# How much RF power should I expect to receive from a satellite?

I am trying to receive beacon from the analog satellites and observe its power on signal analyzer.I am using a 15dB gain and LNA with a 40dB gain. I am trying satellites like Ho-68(-81.64 dB at 56 deg elevation), JUGNU(-95 at 50 deg elevation), CO-57 etc. What should be the value of received power? Does anyone have any reference values?

• – user
Mar 31, 2015 at 9:50

You can calculate the answer with the Friis transmission equation. The great thing about space communications is that the path is very close to free space, so even highly idealized calculations are pretty accurate.

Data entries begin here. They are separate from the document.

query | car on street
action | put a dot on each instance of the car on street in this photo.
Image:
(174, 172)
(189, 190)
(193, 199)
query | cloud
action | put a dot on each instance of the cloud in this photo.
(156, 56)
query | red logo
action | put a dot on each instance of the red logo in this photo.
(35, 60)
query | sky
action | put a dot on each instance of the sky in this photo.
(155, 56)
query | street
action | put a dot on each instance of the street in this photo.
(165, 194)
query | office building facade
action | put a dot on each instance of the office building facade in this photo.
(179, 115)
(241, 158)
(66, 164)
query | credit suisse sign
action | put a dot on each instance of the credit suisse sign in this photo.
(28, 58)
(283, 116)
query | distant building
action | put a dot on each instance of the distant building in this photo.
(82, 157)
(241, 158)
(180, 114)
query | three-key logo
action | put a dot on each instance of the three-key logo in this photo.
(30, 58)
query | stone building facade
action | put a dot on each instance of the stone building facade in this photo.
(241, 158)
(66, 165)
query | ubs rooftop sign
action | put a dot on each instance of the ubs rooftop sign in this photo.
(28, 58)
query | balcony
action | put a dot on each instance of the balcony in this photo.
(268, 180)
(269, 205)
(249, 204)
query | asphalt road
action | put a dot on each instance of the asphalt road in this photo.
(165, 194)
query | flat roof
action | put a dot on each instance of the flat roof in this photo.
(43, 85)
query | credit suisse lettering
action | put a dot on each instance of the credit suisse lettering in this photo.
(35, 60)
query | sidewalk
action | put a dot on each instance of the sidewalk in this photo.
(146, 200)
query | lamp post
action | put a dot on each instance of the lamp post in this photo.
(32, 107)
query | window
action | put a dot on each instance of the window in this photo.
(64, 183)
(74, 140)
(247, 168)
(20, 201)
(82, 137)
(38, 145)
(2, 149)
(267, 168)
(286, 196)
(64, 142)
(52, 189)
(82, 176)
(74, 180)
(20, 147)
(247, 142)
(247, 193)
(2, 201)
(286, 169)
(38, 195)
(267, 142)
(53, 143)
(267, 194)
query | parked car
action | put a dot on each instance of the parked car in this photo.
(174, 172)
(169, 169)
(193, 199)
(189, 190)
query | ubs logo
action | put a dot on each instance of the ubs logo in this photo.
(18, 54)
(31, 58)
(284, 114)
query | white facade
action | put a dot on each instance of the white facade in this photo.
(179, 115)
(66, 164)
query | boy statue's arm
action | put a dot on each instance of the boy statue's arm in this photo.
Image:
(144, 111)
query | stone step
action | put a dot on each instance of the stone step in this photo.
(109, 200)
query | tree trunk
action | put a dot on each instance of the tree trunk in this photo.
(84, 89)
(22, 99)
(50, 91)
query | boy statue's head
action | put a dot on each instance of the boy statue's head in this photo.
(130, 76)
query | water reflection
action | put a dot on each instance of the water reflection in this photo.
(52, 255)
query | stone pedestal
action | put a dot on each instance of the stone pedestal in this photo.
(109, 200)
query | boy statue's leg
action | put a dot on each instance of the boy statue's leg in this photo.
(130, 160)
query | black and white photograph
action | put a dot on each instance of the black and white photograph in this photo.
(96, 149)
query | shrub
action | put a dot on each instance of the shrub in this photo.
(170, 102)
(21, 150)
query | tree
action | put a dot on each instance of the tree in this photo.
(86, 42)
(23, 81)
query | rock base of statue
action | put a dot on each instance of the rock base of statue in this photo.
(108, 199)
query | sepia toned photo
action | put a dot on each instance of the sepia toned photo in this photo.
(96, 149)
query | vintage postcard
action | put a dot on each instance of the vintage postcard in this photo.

According to some information on HO-68, its CW beacon transmits with a power of 200 mW (or 23 dBm). I don't see any information on its antenna gain, but it's probably not much, so we can just assume a gain of 1. It might be more: a free space dipole has a gain of 1.5. But it could also be less: it's unlikely its antenna is aligned precisely to your station.

From that same information it looks like HO-68's altitude is in the neighborhood ot 1200 km. Of course the distance is greater for anything but an overhead pass, so you can use some tracking software to calculate a more accurate number.

Using those numbers as examples, we can calculate the transmitted power, less free space path loss as:

$$23\:\mathrm{dBm} + 147.6 - 20\log_{10}(1200\:\mathrm{km} \cdot 435.79\:\mathrm{MHz}) \approx -124 \:\mathrm{dBm}$$

Adding your receive antenna gain (15 dB) brings this up to -109 dBm. You will want to make sure this is above the noise floor of your test equipment, otherwise you will measure nothing but noise.

Adding the LNA gain of 40 dB then brings it up to -69 dBm, which is approximately the power you'd expect to measure. It's probably safe to bet that's within 10 dB of reality, which must also take into account the alignment and gain of the satellite's antenna, cable losses, etc.